Le Commissaire européen au Commerce Pascal Lamy a déclaré : « le cycle de négociations lancé à Doha est au cœur de la politique commerciale de l'UE. Par ce geste, l'Union montre qu'elle est prête à faire les pas supplémentaires pour conclure 50% du cycle de négociations d'ici 2004. Mais si nous voulons réussir, nous ne pouvons le faire seuls. Tous les membres de l'OMC, pays développés et en développement, doivent traduire leurs expressions d'engagement politique en gestes concrets sur la substance, si nous voulons vraiment avoir un accord sur les modalités d'ici juillet ».
"Cette initiative audacieuse est la preuve que notre engagement dans les négociations de l'agenda de Doha est plus que de simples mots. L'agriculture est la clé de son succès, c'est pourquoi nous sommes disposés à faire preuve de plus de flexibilité. Nous mettons les subventions à l'exportation sur la table, à la condition claire que nous obtenions un accord équilibré sur l'accès au marché, le soutien domestique et les préoccupations non commerciales, ainsi qu'un parallélisme strict sur les autres formes de soutiens aux exportations en retour.
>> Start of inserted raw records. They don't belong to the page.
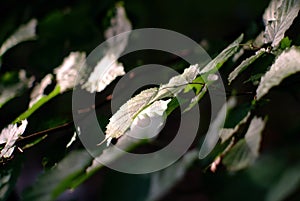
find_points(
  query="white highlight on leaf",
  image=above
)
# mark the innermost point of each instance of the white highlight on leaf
(150, 121)
(24, 33)
(108, 68)
(212, 135)
(286, 64)
(68, 72)
(38, 91)
(73, 139)
(278, 18)
(245, 64)
(121, 121)
(217, 62)
(9, 136)
(9, 92)
(178, 83)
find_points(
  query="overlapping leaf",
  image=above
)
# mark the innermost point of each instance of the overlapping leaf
(286, 64)
(278, 18)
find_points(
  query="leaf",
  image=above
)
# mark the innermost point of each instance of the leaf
(286, 64)
(278, 18)
(162, 181)
(67, 73)
(178, 83)
(107, 68)
(24, 33)
(212, 135)
(53, 182)
(121, 121)
(246, 150)
(217, 62)
(149, 122)
(245, 64)
(287, 184)
(196, 99)
(38, 91)
(9, 136)
(9, 92)
(226, 133)
(285, 43)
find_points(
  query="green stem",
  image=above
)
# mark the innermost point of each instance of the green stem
(38, 104)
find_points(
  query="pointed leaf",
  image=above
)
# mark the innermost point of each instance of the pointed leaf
(278, 18)
(9, 92)
(121, 121)
(286, 64)
(245, 64)
(68, 72)
(178, 83)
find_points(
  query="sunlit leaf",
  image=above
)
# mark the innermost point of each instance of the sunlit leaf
(212, 135)
(217, 62)
(178, 83)
(286, 64)
(278, 18)
(106, 70)
(38, 91)
(245, 64)
(121, 121)
(24, 33)
(68, 72)
(9, 136)
(246, 150)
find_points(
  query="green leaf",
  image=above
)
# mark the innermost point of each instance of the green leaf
(278, 18)
(246, 150)
(286, 64)
(217, 62)
(9, 91)
(24, 33)
(121, 121)
(53, 182)
(287, 184)
(177, 83)
(285, 43)
(245, 64)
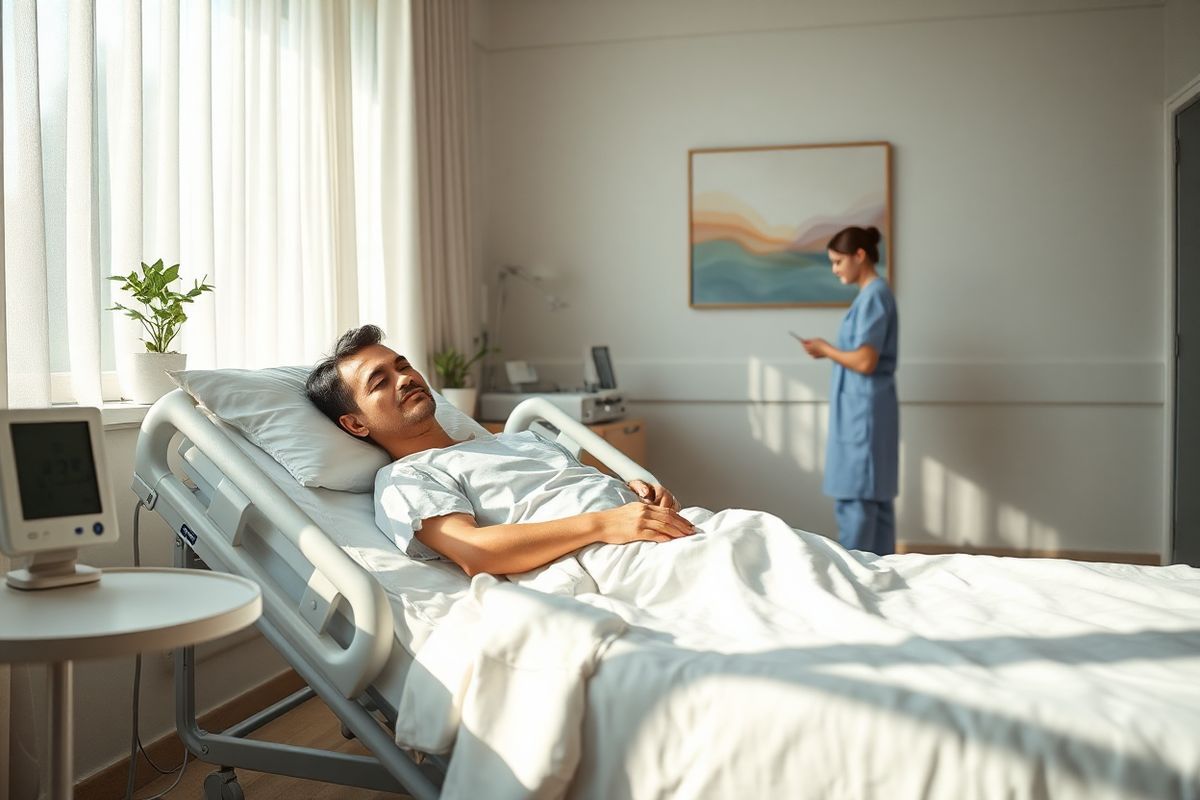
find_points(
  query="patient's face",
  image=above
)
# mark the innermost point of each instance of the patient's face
(391, 395)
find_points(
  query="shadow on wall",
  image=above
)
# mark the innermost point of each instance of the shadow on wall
(945, 498)
(953, 509)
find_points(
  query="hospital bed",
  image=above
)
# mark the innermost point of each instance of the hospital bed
(959, 705)
(229, 506)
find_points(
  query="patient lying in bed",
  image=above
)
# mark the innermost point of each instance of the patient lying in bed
(501, 505)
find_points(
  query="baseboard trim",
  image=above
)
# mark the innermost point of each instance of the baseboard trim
(1151, 559)
(168, 750)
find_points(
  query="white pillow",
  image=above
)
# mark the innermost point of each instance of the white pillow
(271, 409)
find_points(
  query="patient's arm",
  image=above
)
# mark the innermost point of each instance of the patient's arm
(519, 547)
(654, 494)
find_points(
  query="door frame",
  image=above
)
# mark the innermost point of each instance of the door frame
(1175, 103)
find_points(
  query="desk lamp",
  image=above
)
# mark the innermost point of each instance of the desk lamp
(54, 493)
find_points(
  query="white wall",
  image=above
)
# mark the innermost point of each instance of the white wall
(1027, 210)
(103, 689)
(1182, 50)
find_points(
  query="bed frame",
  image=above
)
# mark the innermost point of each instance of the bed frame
(312, 590)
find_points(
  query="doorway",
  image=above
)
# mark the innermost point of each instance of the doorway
(1186, 522)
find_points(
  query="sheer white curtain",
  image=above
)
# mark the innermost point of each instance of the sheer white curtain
(297, 185)
(442, 66)
(283, 169)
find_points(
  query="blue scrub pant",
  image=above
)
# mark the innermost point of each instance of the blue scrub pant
(867, 525)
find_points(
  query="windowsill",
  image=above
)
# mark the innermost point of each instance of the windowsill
(124, 414)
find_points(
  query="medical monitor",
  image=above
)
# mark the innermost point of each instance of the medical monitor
(54, 492)
(601, 362)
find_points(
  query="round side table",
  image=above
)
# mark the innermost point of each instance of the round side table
(127, 611)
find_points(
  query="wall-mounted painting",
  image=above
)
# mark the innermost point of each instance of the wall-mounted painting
(761, 217)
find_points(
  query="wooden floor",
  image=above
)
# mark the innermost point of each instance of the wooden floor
(311, 725)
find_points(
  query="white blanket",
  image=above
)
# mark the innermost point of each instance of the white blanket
(753, 660)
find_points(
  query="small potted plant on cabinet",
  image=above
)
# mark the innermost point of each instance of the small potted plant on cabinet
(454, 371)
(161, 316)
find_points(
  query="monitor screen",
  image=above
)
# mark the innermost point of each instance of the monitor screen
(55, 469)
(604, 367)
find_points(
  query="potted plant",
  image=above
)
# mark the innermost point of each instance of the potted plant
(161, 317)
(454, 371)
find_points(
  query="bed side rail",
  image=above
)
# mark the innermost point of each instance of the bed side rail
(351, 668)
(529, 411)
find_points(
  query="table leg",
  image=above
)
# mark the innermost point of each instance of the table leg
(60, 755)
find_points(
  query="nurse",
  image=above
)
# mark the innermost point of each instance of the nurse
(862, 462)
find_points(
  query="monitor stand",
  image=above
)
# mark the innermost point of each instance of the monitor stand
(53, 569)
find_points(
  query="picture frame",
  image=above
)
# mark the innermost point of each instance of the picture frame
(760, 218)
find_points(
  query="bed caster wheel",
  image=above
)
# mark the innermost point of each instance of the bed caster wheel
(222, 785)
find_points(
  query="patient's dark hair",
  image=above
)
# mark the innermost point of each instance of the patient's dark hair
(325, 388)
(849, 240)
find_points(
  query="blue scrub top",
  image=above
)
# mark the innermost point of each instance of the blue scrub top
(863, 456)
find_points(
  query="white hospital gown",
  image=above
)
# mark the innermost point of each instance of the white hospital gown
(504, 479)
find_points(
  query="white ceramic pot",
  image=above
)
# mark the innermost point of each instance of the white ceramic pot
(462, 400)
(148, 374)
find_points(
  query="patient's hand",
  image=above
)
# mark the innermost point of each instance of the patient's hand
(654, 494)
(641, 522)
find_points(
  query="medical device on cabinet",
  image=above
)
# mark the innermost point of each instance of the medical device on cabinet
(598, 402)
(54, 493)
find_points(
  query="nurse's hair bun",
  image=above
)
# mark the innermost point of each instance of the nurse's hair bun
(850, 240)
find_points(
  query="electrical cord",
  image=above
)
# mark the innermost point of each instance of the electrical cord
(135, 738)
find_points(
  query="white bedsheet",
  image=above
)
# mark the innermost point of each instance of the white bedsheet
(753, 660)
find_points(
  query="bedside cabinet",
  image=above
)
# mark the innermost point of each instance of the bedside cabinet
(628, 435)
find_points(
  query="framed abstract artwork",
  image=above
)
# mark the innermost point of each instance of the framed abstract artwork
(760, 220)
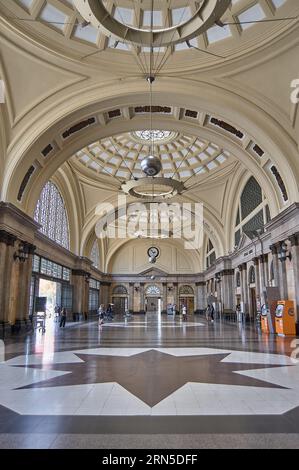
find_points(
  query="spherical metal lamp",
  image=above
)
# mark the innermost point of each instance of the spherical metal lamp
(151, 165)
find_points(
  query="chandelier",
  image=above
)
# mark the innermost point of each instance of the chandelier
(208, 13)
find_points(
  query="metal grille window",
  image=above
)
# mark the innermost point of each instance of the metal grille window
(95, 254)
(51, 213)
(36, 264)
(251, 197)
(210, 254)
(253, 211)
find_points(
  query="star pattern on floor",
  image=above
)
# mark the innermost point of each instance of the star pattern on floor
(152, 375)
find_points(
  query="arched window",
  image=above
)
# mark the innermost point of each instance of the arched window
(186, 290)
(253, 211)
(252, 275)
(152, 290)
(210, 254)
(95, 254)
(51, 213)
(238, 279)
(120, 290)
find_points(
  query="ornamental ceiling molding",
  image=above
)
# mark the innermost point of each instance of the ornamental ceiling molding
(105, 127)
(65, 43)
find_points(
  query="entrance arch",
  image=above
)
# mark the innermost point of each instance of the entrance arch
(120, 299)
(186, 297)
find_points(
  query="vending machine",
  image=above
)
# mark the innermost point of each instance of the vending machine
(266, 323)
(285, 318)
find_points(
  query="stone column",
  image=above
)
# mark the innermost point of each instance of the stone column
(294, 239)
(275, 250)
(7, 249)
(81, 291)
(142, 298)
(164, 287)
(282, 279)
(201, 296)
(105, 293)
(25, 273)
(263, 267)
(175, 295)
(131, 297)
(244, 287)
(257, 280)
(227, 290)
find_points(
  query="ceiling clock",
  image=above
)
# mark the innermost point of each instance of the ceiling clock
(153, 252)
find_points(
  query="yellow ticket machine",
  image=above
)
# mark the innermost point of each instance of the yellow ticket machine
(265, 323)
(285, 318)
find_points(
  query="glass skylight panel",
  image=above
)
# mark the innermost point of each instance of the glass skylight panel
(211, 165)
(52, 15)
(254, 13)
(88, 33)
(157, 18)
(124, 15)
(185, 173)
(180, 15)
(221, 158)
(278, 3)
(84, 159)
(217, 33)
(26, 3)
(94, 166)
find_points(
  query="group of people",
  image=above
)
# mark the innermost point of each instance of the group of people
(105, 314)
(60, 315)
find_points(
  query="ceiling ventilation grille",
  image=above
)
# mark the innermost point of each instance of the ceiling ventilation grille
(78, 127)
(25, 181)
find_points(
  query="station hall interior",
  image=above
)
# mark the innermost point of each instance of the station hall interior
(149, 224)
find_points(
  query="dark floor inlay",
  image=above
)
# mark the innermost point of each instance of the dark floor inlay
(152, 375)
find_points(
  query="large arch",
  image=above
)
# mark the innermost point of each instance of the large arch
(209, 99)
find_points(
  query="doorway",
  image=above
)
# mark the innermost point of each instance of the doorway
(120, 305)
(52, 291)
(189, 302)
(253, 306)
(153, 305)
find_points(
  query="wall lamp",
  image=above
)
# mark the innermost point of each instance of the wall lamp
(282, 254)
(22, 254)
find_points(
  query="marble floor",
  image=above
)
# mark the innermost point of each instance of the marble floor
(149, 382)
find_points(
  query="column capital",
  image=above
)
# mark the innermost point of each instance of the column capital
(227, 272)
(264, 258)
(275, 248)
(7, 238)
(294, 239)
(242, 267)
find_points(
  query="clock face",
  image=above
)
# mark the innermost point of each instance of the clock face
(153, 252)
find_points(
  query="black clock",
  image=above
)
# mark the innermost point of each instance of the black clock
(153, 252)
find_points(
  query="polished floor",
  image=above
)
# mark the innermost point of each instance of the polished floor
(152, 382)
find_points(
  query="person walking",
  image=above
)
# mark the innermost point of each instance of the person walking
(62, 318)
(184, 312)
(212, 312)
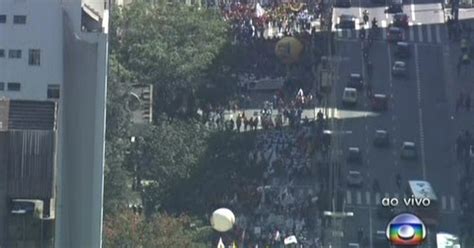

Si nos partenaires américains, australiens ou canadiens montrent clairement qu'ils sont prêts à en faire autant que l'UE sur leurs propres formes de soutiens aux exportations, tels que les crédits à l'exportation, l'abus de l'aide alimentaire ou des entreprises commerciales d'Etat, l'UE sera préparée à discuter de ses subventions à l'exportation » a déclaré Franz Fischler, Commissaire européen à l'Agriculture, développement rural et pêche.
Un pas en avant plus audacieux pour atteindre un accord équilibré sur l'agriculture : s'attaquer à toutes les formes de soutiens aux exportations.
Un geste doit être fait par tous les membres de l'OMC sur les trois piliers : les subventions aux exportations, le soutien domestique, et l'accès au marché, si nous voulons atteindre un résultat équilibré sur l'agriculture.
Il est évident que l'objectif d'éliminer toutes les formes de subventions aux exportations est l'un des objectifs partagé par une vaste majorité de participants. Avant Cancun, l'UE avait déjà proposé d'éliminer les soutiens aux exportations pour une liste de produits d'intérêt pour les pays en développement, et nous avons indiqué clairement qu'il n'y aurait pas d'exclusion a priori, donc toutes nos subventions à l'exportation sont bien sur la table. Toutefois, l'approche par liste n'a pas fonctionné. C'est pourquoi l'UE a pris la décision de bouger sur les subventions aux exportations si un résultat acceptable émerge sur l'accès au marché et le soutien domestique. Et nous voulons voir un parallélisme complet sur les autres formes de soutiens aux exportations incluant les crédits à l'exportation, l'aide alimentaire et les entreprises commerciales d'Etat.
L'UE est également prête à jouer sa part sur le soutien domestique, comme l'ont montré les récentes réformes de la politique agricole commune. L'UE propose une diminution substantielle de toutes les formes de subventions qui perturbent les marchés, l'élimination des aides « de minimis » pour les pays développés, de nouvelles règles pour éviter que les pays qui soutiennent leur agriculture ne transfèrent les subventions entre ou à l'intérieur des « boîtes », ainsi qu'une plus grande transparence. Il revient désormais aux autres pays qui subventionnent largement leur agriculture, notamment les Etats-Unis, de montrer de l'ambition, du courage, et de suivre la direction de l'UE.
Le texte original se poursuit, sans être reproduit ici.